Louise Buguet était ma camarade préférée. Je m’approchai d’elle et lui demandai son manuscrit que je relus avec passion.
« Tu me feras répéter par cœur, dis ? — Oui, bien sûr, lui répondis-je. — Oh ! que je vais avoir peur ! », disait ma petite amie.
On l’avait choisie pour l’ange, je pense, parce qu’elle était blanche et blonde comme un rayon de lune… Elle avait la voix douce et timide ; et parfois nous la faisions pleurer pour voir comme elle était jolie. De ses grands yeux gris et questionneurs, les larmes coulaient limpides et perlées.
Elle se mit de suite à apprendre sa part. Moi, je faisais le chien de berger, allant de l’une à l’autre des élues. Ça ne me regardait pas, mais je voulais en être.
Mère Supérieure passa ; et comme nous faisions la révérence, elle me caressa la joue : « On avait bien pensé à toi, ma fillette, mais tu es si peureuse quand on t’interroge. — Oh ! c’est parce que c’est l’histoire ou l’arithmétique… Ce n’est pas la même chose, j’aurais pas eu peur. »
Elle sourit d’un air défiant et s’éloigna.

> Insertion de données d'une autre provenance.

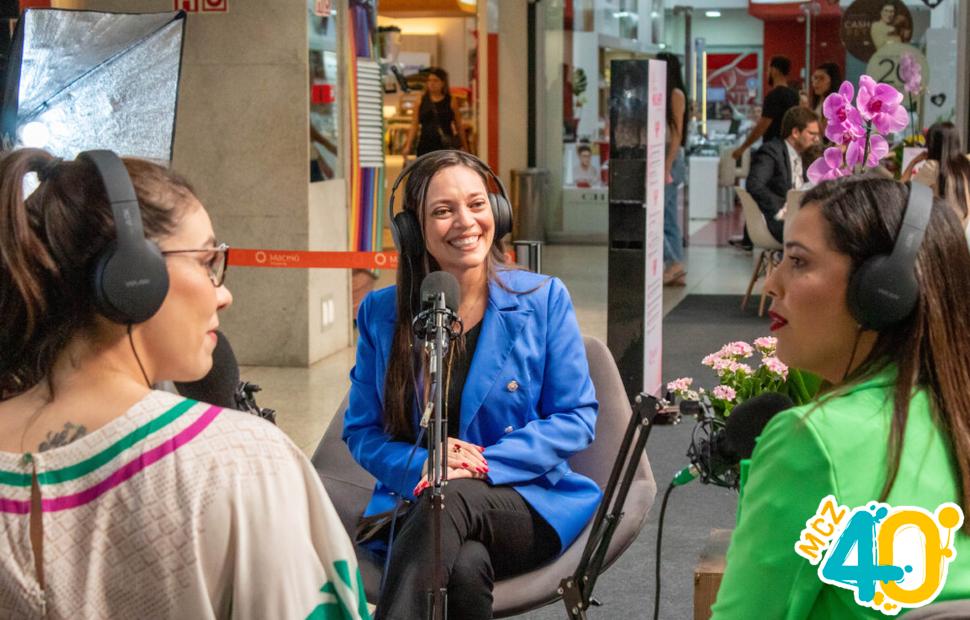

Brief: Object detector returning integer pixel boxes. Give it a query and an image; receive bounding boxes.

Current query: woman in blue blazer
[344,151,600,618]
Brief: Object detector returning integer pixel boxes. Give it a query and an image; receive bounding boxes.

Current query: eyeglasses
[162,243,229,288]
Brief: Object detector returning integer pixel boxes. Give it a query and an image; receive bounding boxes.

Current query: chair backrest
[717,146,737,187]
[785,189,806,237]
[735,187,782,250]
[734,149,751,179]
[569,336,656,489]
[906,600,970,620]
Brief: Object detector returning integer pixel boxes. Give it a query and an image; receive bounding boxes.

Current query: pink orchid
[845,133,889,169]
[822,82,865,144]
[807,146,861,183]
[856,75,909,134]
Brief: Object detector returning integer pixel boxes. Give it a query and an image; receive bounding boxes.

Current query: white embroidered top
[0,391,370,620]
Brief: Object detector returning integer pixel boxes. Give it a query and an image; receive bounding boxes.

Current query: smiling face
[136,198,232,382]
[792,121,822,153]
[765,204,875,383]
[427,73,445,97]
[879,4,896,24]
[424,165,495,281]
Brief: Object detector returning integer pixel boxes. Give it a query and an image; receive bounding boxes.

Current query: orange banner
[229,248,397,269]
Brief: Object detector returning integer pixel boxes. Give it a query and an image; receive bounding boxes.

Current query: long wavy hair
[802,177,970,532]
[384,150,510,441]
[0,149,194,399]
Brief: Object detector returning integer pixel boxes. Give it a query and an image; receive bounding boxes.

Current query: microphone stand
[558,393,660,620]
[421,293,453,620]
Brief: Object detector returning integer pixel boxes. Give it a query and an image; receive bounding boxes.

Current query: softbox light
[0,9,185,161]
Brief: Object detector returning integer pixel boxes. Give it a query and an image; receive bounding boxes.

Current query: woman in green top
[713,177,970,620]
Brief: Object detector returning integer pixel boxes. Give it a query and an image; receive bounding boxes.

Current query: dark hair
[657,52,690,146]
[421,67,451,106]
[926,122,963,196]
[937,155,970,220]
[781,105,818,140]
[768,56,791,75]
[0,149,194,398]
[802,144,825,170]
[384,150,514,441]
[809,62,842,110]
[802,176,970,531]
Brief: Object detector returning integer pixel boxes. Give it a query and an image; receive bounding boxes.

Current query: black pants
[376,479,560,620]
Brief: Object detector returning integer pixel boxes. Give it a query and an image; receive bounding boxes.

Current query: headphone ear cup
[91,239,168,324]
[391,211,424,257]
[488,193,512,240]
[846,254,919,331]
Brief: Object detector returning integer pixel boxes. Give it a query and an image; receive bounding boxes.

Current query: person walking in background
[404,67,468,157]
[902,122,970,239]
[657,52,687,286]
[731,56,798,159]
[808,62,842,136]
[746,106,820,242]
[728,56,799,250]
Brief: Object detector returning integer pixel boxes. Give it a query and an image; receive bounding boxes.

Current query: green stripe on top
[0,399,197,487]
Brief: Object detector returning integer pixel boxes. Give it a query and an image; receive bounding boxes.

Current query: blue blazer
[343,270,601,550]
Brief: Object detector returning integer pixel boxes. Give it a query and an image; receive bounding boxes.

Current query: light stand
[559,393,660,620]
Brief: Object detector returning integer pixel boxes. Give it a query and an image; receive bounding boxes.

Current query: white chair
[735,187,782,316]
[717,146,751,213]
[784,189,806,237]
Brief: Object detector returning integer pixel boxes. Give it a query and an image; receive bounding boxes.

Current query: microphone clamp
[411,308,465,340]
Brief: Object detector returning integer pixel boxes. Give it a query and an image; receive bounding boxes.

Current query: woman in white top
[0,149,369,618]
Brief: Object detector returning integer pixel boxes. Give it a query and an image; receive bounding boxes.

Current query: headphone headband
[77,150,168,325]
[77,150,145,247]
[846,182,933,331]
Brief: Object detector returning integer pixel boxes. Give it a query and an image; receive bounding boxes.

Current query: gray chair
[312,337,657,618]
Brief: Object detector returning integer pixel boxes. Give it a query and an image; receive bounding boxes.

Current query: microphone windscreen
[421,271,461,312]
[175,331,239,409]
[724,392,795,460]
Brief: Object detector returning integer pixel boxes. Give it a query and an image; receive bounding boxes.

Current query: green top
[713,369,970,620]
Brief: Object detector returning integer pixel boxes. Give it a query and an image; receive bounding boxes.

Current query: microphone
[175,331,239,409]
[411,271,461,341]
[671,392,795,488]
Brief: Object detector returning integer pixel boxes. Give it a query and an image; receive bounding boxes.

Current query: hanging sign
[842,0,913,62]
[173,0,229,13]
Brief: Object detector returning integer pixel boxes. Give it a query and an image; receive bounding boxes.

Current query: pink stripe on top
[41,406,222,512]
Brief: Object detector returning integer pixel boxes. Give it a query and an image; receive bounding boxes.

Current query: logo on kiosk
[795,495,963,616]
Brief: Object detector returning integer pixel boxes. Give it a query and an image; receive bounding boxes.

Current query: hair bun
[37,157,64,183]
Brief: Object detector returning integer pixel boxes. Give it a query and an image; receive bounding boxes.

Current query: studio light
[0,9,185,161]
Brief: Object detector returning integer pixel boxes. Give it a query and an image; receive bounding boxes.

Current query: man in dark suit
[745,106,821,242]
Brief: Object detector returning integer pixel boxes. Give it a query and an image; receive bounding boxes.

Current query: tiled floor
[242,209,760,456]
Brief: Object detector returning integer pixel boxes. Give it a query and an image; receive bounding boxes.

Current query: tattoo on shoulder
[37,422,88,452]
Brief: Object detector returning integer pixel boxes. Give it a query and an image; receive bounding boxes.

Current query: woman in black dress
[404,67,468,157]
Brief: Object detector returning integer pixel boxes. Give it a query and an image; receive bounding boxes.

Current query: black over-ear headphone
[77,151,168,324]
[387,151,512,258]
[846,182,933,331]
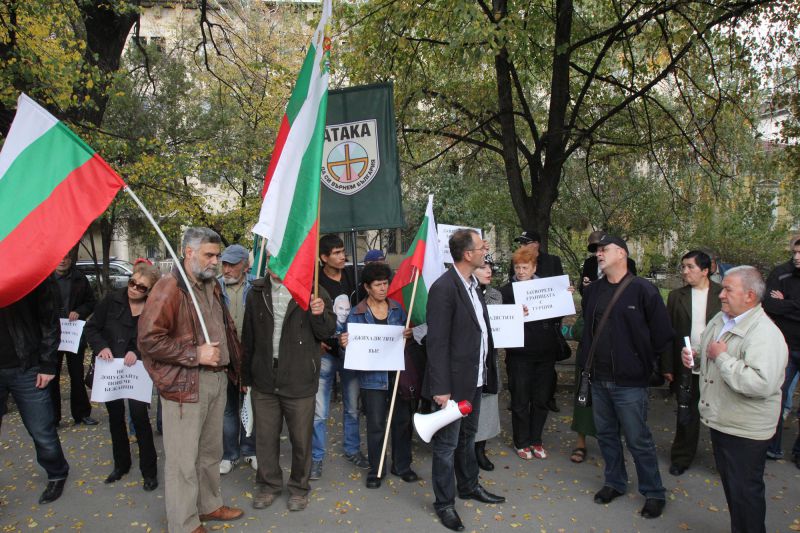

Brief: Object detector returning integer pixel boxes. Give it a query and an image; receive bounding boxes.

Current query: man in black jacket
[763,235,800,462]
[0,278,69,505]
[50,255,97,426]
[242,273,336,511]
[578,235,673,518]
[422,229,505,531]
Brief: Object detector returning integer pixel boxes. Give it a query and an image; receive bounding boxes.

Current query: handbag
[83,357,94,389]
[575,274,635,407]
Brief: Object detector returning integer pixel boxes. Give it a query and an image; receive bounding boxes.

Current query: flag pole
[378,268,419,479]
[122,185,211,344]
[314,180,322,298]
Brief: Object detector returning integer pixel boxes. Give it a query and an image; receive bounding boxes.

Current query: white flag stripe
[0,93,58,179]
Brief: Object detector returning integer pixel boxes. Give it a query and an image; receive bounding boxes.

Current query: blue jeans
[311,354,361,461]
[0,367,69,481]
[768,351,800,457]
[222,381,256,461]
[592,381,665,500]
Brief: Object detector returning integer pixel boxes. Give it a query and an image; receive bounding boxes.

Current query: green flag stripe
[0,122,94,240]
[286,44,316,125]
[270,91,328,276]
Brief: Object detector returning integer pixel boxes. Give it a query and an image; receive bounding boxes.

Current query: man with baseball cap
[578,234,673,518]
[217,244,258,474]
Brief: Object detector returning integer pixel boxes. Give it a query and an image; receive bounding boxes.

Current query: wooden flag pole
[378,268,419,479]
[122,185,211,344]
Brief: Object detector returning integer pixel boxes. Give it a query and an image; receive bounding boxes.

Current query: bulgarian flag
[253,0,331,309]
[0,94,125,307]
[389,195,445,325]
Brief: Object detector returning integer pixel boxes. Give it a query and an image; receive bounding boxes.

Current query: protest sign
[436,224,483,263]
[511,276,575,322]
[486,305,525,348]
[58,318,86,353]
[92,357,153,403]
[344,324,406,370]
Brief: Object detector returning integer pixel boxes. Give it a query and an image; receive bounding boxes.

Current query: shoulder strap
[584,273,636,371]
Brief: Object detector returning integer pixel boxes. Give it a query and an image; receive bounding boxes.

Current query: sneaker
[517,448,533,461]
[219,459,236,475]
[308,461,322,479]
[344,450,369,470]
[531,444,547,459]
[244,455,258,472]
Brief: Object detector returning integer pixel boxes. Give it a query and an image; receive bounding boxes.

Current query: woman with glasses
[85,264,161,492]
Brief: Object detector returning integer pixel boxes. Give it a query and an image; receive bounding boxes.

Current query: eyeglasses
[128,279,150,293]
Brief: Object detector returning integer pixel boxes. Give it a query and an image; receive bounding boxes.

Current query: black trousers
[711,429,771,533]
[106,399,157,478]
[506,356,555,448]
[361,384,413,477]
[48,340,92,425]
[670,374,700,468]
[431,388,481,511]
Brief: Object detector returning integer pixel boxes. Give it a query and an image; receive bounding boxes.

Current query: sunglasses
[128,279,150,293]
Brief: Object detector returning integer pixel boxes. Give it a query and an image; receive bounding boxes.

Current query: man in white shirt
[661,250,722,476]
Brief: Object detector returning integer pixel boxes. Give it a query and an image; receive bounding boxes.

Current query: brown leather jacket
[138,270,242,403]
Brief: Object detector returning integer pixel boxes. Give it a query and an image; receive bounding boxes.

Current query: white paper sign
[92,357,153,403]
[511,276,575,322]
[436,224,483,263]
[58,318,86,353]
[486,305,525,348]
[344,324,406,370]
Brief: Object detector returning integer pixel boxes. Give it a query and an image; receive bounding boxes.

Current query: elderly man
[422,229,506,531]
[217,244,258,474]
[764,235,800,462]
[681,266,788,533]
[578,235,673,518]
[0,278,69,505]
[242,262,336,511]
[139,228,243,533]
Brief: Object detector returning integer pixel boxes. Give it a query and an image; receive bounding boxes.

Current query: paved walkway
[0,382,800,533]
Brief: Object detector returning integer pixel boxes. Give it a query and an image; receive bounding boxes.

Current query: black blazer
[422,267,498,402]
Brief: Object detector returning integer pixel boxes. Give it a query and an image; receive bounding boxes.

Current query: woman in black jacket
[500,248,573,460]
[85,265,160,492]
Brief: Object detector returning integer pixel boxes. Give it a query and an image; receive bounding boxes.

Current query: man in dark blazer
[661,250,722,476]
[423,229,505,531]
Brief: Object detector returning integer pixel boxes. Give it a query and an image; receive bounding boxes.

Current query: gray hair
[725,265,767,302]
[181,228,222,254]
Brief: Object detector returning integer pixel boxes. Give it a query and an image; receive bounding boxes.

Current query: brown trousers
[251,388,316,496]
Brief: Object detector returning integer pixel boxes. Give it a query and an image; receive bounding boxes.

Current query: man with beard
[217,244,258,474]
[139,228,243,533]
[763,235,800,468]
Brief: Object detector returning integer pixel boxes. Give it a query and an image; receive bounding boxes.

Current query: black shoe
[669,463,689,476]
[392,468,419,483]
[436,507,464,531]
[103,468,128,483]
[458,485,506,503]
[594,485,624,504]
[475,440,494,472]
[39,479,67,505]
[639,498,667,518]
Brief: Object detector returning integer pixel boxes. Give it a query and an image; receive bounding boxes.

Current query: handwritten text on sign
[344,324,406,370]
[436,224,483,263]
[511,276,575,322]
[58,318,86,353]
[486,305,525,348]
[92,357,153,403]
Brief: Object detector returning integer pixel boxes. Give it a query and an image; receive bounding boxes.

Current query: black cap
[514,230,542,244]
[589,233,630,254]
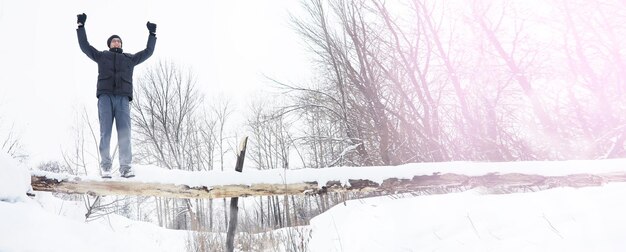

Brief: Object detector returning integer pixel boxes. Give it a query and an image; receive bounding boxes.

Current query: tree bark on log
[31,172,626,199]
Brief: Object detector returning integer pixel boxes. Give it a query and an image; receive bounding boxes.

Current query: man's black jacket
[76,26,156,101]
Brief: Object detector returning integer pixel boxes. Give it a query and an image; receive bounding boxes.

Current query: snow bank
[0,152,30,202]
[309,183,626,252]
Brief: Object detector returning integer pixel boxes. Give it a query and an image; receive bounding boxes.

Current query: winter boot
[120,168,135,178]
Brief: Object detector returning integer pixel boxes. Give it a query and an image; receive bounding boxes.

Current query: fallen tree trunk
[31,172,626,198]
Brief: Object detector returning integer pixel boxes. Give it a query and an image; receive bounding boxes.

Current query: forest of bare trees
[9,0,626,250]
[276,0,626,167]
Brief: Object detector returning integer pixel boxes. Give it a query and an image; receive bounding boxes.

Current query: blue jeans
[98,94,133,172]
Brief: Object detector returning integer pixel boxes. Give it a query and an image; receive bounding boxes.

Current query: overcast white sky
[0,0,310,163]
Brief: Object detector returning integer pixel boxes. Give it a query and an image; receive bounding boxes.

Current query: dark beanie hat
[107,35,124,48]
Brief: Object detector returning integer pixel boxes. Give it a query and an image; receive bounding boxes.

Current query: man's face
[109,38,122,48]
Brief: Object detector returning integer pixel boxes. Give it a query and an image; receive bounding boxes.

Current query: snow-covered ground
[0,151,626,252]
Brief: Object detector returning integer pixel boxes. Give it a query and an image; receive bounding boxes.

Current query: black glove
[146,21,156,34]
[76,13,87,26]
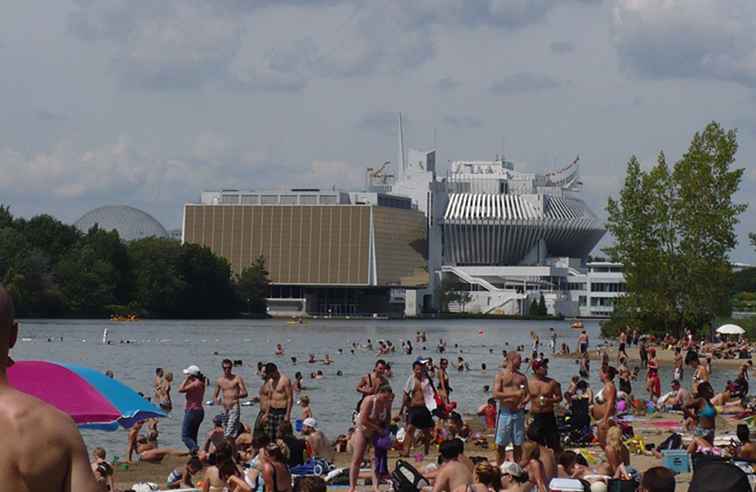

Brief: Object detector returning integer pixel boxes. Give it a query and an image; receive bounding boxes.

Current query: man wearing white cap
[179,365,205,453]
[302,417,333,462]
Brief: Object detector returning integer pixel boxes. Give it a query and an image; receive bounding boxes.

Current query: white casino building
[367,114,625,317]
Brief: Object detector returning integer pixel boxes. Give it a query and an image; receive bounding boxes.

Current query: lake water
[12,320,732,456]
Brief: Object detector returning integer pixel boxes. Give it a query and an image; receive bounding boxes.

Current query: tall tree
[606,123,746,334]
[236,255,270,314]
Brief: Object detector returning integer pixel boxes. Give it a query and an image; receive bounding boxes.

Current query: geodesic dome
[74,205,168,241]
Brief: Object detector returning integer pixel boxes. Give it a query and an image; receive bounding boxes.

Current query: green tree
[606,123,746,335]
[236,255,270,315]
[128,237,186,316]
[55,244,116,316]
[177,244,238,318]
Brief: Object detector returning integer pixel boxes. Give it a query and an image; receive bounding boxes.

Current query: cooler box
[549,478,585,492]
[662,449,690,474]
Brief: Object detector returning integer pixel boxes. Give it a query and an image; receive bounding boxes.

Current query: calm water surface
[13,320,732,456]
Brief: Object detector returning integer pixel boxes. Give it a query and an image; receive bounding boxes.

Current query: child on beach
[165,456,202,489]
[299,395,312,420]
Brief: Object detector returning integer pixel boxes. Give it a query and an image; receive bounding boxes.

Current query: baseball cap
[499,461,523,478]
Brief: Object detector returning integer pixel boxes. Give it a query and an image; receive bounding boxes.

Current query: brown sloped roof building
[183,190,428,315]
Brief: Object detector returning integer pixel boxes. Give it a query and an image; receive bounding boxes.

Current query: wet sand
[552,346,748,369]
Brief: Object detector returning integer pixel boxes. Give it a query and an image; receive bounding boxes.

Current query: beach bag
[391,460,430,492]
[656,432,682,451]
[606,478,638,492]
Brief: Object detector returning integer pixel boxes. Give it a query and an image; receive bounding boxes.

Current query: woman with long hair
[202,439,252,492]
[601,425,630,480]
[348,383,394,492]
[520,441,548,492]
[591,366,617,447]
[683,381,717,454]
[263,439,291,492]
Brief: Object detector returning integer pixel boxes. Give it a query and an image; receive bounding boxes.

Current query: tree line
[0,206,270,318]
[605,122,756,336]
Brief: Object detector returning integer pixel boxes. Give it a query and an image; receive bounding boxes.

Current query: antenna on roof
[397,113,406,180]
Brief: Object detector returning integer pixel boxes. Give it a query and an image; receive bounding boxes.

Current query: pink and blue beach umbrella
[8,360,165,431]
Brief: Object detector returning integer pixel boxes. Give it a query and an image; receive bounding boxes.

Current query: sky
[0,0,756,263]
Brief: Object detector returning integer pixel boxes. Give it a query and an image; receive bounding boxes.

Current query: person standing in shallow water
[0,287,100,492]
[179,365,205,453]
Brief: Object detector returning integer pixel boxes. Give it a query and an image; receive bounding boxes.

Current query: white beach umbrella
[717,324,745,335]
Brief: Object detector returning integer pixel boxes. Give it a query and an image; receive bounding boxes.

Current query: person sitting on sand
[202,440,252,492]
[730,424,756,462]
[165,456,202,489]
[454,461,501,492]
[433,439,473,492]
[299,395,312,420]
[683,381,717,454]
[599,425,630,480]
[92,448,115,492]
[202,414,226,453]
[499,461,533,492]
[591,366,617,446]
[519,441,548,492]
[262,440,291,492]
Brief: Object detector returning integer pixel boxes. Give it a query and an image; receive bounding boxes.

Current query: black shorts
[530,413,562,451]
[407,405,435,430]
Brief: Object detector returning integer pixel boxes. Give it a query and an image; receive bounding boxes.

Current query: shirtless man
[399,361,435,457]
[493,352,528,466]
[260,362,294,441]
[617,330,627,358]
[0,287,99,492]
[213,359,247,438]
[152,367,163,405]
[528,359,562,454]
[302,417,333,463]
[672,347,685,381]
[591,366,617,448]
[433,439,473,492]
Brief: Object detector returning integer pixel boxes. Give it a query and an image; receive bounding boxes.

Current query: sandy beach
[116,413,737,492]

On répéta pendant huit jours. Moi, je demandai à faire le gros monstre. Je voulais en être à tout prix. Mais c’était César, le chien du couvent, qui devait faire le poisson monstre.
On mit au concours le costume du poisson.
Je m’étais donné un mal !… J’avais découpé des écailles de carton que j’avais peinturlurées. Je les avais toutes cousues ensemble. J’avais fait des ouïes énormes qu’on devait passer en collier à César.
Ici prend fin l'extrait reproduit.